Subject: [PATCH] PCI, pciehp: Use generic pcie_link_disable

Also remove old version with not needed return check.

Signed-off-by: Yinghai Lu <yinghai@xxxxxxxxxx>

---
drivers/pci/hotplug/pciehp_hpc.c | 30 +++---------------------------
1 file changed, 3 insertions(+), 27 deletions(-)

Index: linux-2.6/drivers/pci/hotplug/pciehp_hpc.c
===================================================================
--- linux-2.6.orig/drivers/pci/hotplug/pciehp_hpc.c
+++ linux-2.6/drivers/pci/hotplug/pciehp_hpc.c
@@ -305,28 +305,6 @@ int pciehp_check_link_status(struct cont
return 0;
}

-static int __pciehp_link_set(struct controller *ctrl, bool enable)
-{
- struct pci_dev *pdev = ctrl_dev(ctrl);
- u16 lnk_ctrl;
-
- pcie_capability_read_word(pdev, PCI_EXP_LNKCTL, &lnk_ctrl);
-
- if (enable)
- lnk_ctrl &= ~PCI_EXP_LNKCTL_LD;
- else
- lnk_ctrl |= PCI_EXP_LNKCTL_LD;
-
- pcie_capability_write_word(pdev, PCI_EXP_LNKCTL, lnk_ctrl);
- ctrl_dbg(ctrl, "%s: lnk_ctrl = %x\n", __func__, lnk_ctrl);
- return 0;
-}
-
-static int pciehp_link_enable(struct controller *ctrl)
-{
- return __pciehp_link_set(ctrl, true);
-}
-
void pciehp_get_attention_status(struct slot *slot, u8 *status)
{
struct controller *ctrl = slot->ctrl;
@@ -473,7 +451,6 @@ int pciehp_power_on_slot(struct slot * s
struct controller *ctrl = slot->ctrl;
struct pci_dev *pdev = ctrl_dev(ctrl);
u16 slot_status;
- int retval;

/* Clear sticky power-fault bit from previous power failures */
pcie_capability_read_word(pdev, PCI_EXP_SLTSTA, &slot_status);
@@ -487,11 +464,10 @@ int pciehp_power_on_slot(struct slot * s
pci_pcie_cap(ctrl->pcie->port) + PCI_EXP_SLTCTL,
PCI_EXP_SLTCTL_PWR_ON);

- retval = pciehp_link_enable(ctrl);
- if (retval)
- ctrl_err(ctrl, "%s: Can not enable the link!\n", __func__);
+ /* Enable the link */
+ pcie_link_disable_set(ctrl->pcie->port, 0);

- return retval;
+ return 0;
}

void pciehp_power_off_slot(struct slot * slot)
Subject: [PATCH] PCI, sysfs: Add pcie attrs for pcie device under pci dev dir.
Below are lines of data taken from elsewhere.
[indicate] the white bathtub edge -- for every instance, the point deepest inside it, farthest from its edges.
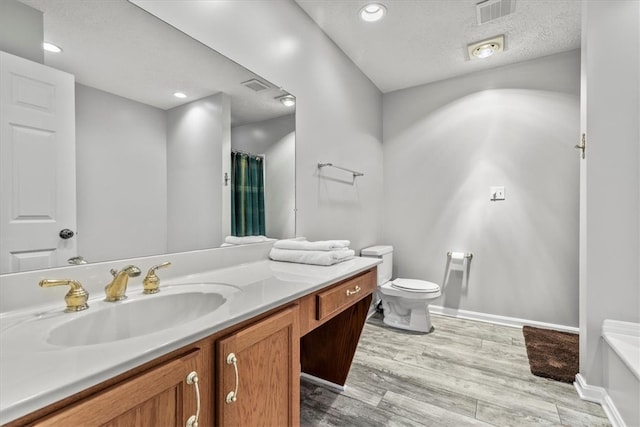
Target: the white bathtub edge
(624, 339)
(599, 395)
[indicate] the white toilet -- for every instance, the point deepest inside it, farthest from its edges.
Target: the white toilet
(404, 301)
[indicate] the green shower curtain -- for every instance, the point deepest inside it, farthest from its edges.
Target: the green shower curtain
(247, 195)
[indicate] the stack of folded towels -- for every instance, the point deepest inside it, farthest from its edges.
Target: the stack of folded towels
(324, 252)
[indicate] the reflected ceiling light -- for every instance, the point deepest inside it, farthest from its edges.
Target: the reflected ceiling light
(372, 12)
(50, 47)
(486, 48)
(287, 100)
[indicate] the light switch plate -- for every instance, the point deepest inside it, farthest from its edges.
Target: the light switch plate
(497, 193)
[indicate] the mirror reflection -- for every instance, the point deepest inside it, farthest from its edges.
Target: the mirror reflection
(156, 117)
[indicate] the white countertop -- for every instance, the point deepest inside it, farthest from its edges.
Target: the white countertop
(34, 373)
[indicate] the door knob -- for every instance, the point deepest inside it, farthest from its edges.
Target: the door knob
(65, 233)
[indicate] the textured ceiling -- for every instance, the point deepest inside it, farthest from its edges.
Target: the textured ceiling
(119, 48)
(421, 41)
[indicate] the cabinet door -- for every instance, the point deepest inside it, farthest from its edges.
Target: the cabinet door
(159, 397)
(261, 366)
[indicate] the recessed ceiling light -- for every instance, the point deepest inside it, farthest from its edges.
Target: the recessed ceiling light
(50, 47)
(486, 48)
(372, 12)
(287, 100)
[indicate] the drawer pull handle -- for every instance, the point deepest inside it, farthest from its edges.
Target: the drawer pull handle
(354, 291)
(232, 396)
(192, 379)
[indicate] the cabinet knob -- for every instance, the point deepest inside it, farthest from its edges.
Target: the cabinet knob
(65, 234)
(192, 379)
(232, 396)
(354, 291)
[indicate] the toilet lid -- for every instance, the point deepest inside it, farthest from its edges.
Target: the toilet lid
(412, 285)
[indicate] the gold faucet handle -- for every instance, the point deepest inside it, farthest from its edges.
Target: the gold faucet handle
(151, 282)
(77, 296)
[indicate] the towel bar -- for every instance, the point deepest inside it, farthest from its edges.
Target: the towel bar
(355, 173)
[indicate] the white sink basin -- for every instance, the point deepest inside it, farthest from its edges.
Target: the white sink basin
(139, 315)
(133, 318)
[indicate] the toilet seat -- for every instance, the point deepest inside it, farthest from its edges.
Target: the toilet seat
(413, 285)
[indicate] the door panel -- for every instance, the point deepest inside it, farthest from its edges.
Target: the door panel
(37, 155)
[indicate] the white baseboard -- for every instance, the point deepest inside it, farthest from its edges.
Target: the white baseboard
(514, 322)
(325, 383)
(599, 395)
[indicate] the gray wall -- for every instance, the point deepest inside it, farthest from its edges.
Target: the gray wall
(610, 281)
(21, 30)
(446, 143)
(275, 139)
(194, 169)
(121, 176)
(338, 110)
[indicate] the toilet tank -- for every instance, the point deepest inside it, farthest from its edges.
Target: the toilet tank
(385, 253)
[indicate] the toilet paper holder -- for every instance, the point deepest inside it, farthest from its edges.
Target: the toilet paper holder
(467, 255)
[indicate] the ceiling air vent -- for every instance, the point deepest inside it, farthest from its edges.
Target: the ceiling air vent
(256, 85)
(492, 9)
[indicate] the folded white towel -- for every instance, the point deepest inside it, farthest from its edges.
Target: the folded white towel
(235, 240)
(311, 257)
(303, 245)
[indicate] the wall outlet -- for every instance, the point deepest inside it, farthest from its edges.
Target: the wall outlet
(497, 193)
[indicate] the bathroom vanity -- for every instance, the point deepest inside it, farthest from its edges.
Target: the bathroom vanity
(239, 365)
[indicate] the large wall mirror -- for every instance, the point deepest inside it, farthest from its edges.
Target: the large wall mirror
(152, 170)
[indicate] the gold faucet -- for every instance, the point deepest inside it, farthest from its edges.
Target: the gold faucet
(116, 290)
(151, 282)
(77, 296)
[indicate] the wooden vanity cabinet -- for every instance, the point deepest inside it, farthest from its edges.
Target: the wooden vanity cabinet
(317, 334)
(160, 396)
(258, 373)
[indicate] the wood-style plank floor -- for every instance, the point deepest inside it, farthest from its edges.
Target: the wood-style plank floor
(464, 373)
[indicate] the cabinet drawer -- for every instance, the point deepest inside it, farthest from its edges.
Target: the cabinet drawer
(342, 296)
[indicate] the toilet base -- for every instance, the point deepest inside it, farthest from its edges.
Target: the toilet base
(414, 319)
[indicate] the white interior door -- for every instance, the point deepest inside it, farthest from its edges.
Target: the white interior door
(37, 160)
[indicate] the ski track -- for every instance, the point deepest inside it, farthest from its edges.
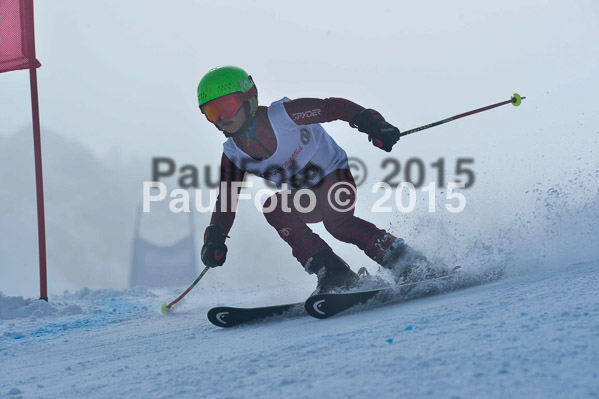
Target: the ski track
(533, 336)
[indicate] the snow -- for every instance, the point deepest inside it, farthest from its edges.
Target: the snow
(532, 335)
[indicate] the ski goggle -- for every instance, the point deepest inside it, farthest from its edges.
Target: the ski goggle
(226, 106)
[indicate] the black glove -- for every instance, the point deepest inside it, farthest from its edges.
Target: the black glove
(214, 251)
(382, 134)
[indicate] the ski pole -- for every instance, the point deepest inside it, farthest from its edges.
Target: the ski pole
(515, 101)
(164, 308)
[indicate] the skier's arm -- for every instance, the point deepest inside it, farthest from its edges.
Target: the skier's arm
(306, 111)
(223, 215)
(214, 250)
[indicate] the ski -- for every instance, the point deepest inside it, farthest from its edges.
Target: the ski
(323, 306)
(225, 316)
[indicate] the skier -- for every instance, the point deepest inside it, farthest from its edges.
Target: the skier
(286, 144)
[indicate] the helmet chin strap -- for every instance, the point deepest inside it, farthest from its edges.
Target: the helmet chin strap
(250, 107)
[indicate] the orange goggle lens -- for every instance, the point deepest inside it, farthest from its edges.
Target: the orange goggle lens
(226, 106)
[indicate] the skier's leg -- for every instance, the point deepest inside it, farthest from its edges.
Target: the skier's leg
(293, 229)
(307, 247)
(341, 222)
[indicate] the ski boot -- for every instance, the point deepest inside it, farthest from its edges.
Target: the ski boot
(409, 265)
(332, 272)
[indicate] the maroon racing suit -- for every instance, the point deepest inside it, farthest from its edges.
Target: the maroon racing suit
(290, 223)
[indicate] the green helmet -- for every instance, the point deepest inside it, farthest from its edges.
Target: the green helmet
(223, 80)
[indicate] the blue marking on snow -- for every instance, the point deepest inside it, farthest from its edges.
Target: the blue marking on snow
(113, 310)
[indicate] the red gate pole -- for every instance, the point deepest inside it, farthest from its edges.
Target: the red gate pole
(39, 185)
(37, 149)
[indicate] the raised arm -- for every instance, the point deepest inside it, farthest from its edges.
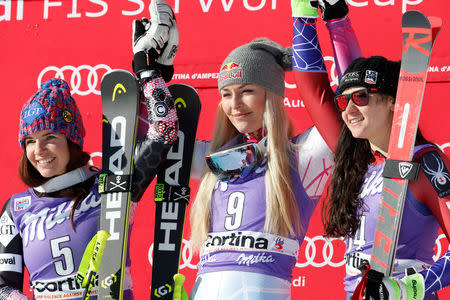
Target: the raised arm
(308, 63)
(155, 43)
(433, 189)
(11, 272)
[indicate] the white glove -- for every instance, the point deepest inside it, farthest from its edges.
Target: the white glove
(155, 42)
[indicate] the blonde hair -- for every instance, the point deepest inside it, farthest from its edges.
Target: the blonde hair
(282, 212)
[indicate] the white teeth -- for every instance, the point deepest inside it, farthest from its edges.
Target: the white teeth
(355, 120)
(44, 161)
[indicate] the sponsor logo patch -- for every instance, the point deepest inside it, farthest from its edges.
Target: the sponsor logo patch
(32, 112)
(8, 229)
(350, 77)
(10, 262)
(22, 203)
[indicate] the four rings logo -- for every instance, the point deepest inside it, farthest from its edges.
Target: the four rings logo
(315, 251)
(83, 80)
(334, 80)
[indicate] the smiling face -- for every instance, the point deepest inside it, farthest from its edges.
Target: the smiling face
(244, 106)
(48, 152)
(372, 122)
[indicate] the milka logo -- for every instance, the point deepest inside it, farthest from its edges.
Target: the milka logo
(373, 184)
(46, 219)
(254, 259)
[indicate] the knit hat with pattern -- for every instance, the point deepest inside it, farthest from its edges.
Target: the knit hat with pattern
(262, 62)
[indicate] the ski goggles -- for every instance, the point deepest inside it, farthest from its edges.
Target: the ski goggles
(359, 97)
(238, 161)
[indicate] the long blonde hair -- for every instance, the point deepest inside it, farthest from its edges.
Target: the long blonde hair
(282, 212)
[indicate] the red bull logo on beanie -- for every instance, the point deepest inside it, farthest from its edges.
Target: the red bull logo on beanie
(230, 70)
(67, 116)
(371, 77)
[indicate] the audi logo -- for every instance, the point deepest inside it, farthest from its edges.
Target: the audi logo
(315, 251)
(84, 79)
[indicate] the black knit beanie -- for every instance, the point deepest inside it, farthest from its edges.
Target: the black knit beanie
(376, 73)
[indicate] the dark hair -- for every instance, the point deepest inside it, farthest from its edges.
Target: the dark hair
(342, 204)
(78, 158)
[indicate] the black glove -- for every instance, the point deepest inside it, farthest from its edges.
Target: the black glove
(155, 42)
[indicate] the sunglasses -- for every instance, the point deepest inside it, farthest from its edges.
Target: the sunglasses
(359, 97)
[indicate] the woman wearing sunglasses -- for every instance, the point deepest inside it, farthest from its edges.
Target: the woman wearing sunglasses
(366, 102)
(263, 182)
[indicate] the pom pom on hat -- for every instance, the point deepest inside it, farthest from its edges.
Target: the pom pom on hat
(52, 108)
(262, 62)
(376, 73)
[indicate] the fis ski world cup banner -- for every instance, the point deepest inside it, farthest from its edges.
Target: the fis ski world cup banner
(81, 40)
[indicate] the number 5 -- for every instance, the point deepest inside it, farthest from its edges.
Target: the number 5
(64, 266)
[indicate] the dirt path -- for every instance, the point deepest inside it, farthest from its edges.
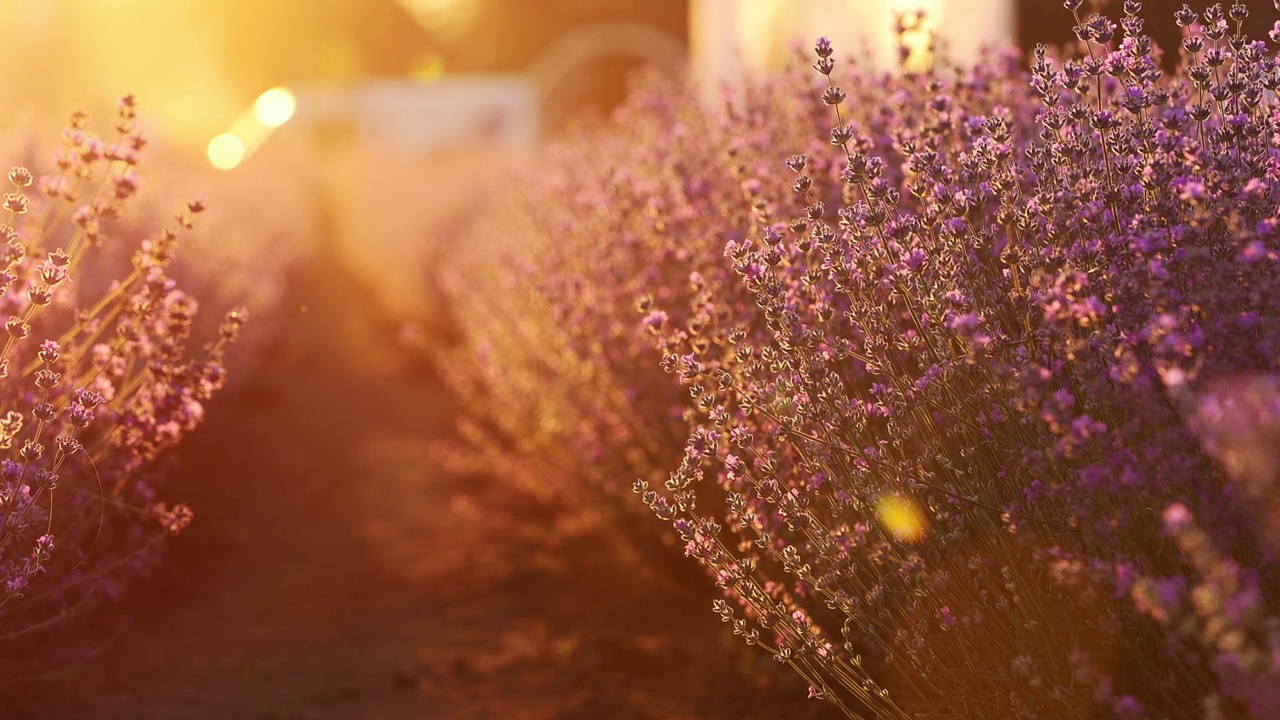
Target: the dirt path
(334, 572)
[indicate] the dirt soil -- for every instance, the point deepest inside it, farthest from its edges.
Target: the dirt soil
(336, 572)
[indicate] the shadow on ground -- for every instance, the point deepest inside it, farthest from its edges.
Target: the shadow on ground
(336, 572)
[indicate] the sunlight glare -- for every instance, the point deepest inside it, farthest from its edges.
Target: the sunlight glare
(901, 516)
(275, 106)
(225, 151)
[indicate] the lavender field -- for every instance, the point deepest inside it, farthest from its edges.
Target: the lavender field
(912, 378)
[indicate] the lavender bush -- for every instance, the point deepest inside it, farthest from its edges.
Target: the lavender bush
(96, 386)
(984, 373)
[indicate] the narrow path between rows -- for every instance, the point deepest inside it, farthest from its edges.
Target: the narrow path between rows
(336, 572)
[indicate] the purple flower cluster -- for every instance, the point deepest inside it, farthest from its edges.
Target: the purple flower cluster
(96, 384)
(983, 373)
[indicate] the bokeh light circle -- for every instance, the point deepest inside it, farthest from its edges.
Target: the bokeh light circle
(225, 151)
(275, 106)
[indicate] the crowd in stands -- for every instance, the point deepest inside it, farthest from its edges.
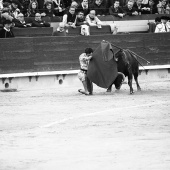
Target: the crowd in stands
(76, 12)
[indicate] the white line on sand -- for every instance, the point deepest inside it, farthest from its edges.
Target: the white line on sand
(101, 112)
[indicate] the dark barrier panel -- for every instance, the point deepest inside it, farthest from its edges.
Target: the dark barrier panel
(106, 18)
(62, 53)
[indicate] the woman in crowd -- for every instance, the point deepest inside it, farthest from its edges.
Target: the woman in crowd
(33, 9)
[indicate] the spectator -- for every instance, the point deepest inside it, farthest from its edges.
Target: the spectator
(1, 5)
(84, 7)
(69, 19)
(80, 21)
(33, 9)
(141, 8)
(116, 10)
(20, 22)
(153, 7)
(74, 4)
(38, 22)
(84, 59)
(25, 4)
(152, 25)
(6, 31)
(48, 10)
(157, 20)
(163, 26)
(129, 9)
(14, 8)
(100, 7)
(60, 30)
(93, 20)
(59, 7)
(67, 3)
(6, 12)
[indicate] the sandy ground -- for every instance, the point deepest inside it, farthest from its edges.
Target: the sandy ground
(60, 129)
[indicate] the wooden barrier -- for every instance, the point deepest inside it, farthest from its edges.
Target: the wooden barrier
(32, 31)
(40, 54)
(93, 30)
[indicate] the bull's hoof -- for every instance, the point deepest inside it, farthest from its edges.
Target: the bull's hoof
(131, 92)
(108, 90)
(139, 89)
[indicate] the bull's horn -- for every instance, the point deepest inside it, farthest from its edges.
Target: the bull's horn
(122, 76)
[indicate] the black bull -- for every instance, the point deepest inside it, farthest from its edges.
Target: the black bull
(128, 65)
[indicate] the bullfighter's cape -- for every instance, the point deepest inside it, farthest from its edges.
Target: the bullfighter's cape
(102, 69)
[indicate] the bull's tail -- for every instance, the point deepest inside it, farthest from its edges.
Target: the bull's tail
(135, 57)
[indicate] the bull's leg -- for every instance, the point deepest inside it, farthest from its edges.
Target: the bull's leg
(109, 88)
(130, 83)
(136, 80)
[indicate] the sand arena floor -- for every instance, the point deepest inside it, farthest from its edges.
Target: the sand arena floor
(60, 129)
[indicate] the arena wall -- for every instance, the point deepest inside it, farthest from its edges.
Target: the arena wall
(44, 62)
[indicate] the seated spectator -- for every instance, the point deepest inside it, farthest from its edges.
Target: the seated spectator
(59, 7)
(157, 20)
(20, 22)
(25, 4)
(141, 8)
(48, 10)
(69, 19)
(129, 9)
(74, 4)
(1, 5)
(84, 7)
(116, 10)
(153, 7)
(152, 25)
(60, 30)
(164, 26)
(163, 7)
(93, 20)
(33, 9)
(14, 8)
(38, 22)
(100, 7)
(6, 31)
(6, 12)
(80, 21)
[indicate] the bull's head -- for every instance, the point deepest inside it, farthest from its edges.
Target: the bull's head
(119, 80)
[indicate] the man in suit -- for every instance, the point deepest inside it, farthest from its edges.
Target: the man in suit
(20, 22)
(164, 26)
(129, 9)
(6, 31)
(116, 10)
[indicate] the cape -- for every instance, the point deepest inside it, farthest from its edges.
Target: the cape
(102, 69)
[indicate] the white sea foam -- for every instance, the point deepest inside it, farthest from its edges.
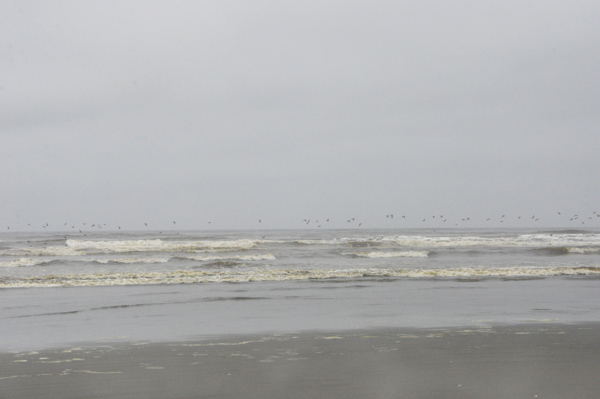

Will put link_disable and link_retrain

Signed-off-by: Yinghai Lu <yinghai@xxxxxxxxxx>

---
drivers/pci/Makefile | 2 +-
drivers/pci/pci-sysfs.c | 1 +
drivers/pci/pci.h | 1 +
drivers/pci/pcie-sysfs.c | 23 +++++++++++++++++++++++
4 files changed, 26 insertions(+), 1 deletion(-)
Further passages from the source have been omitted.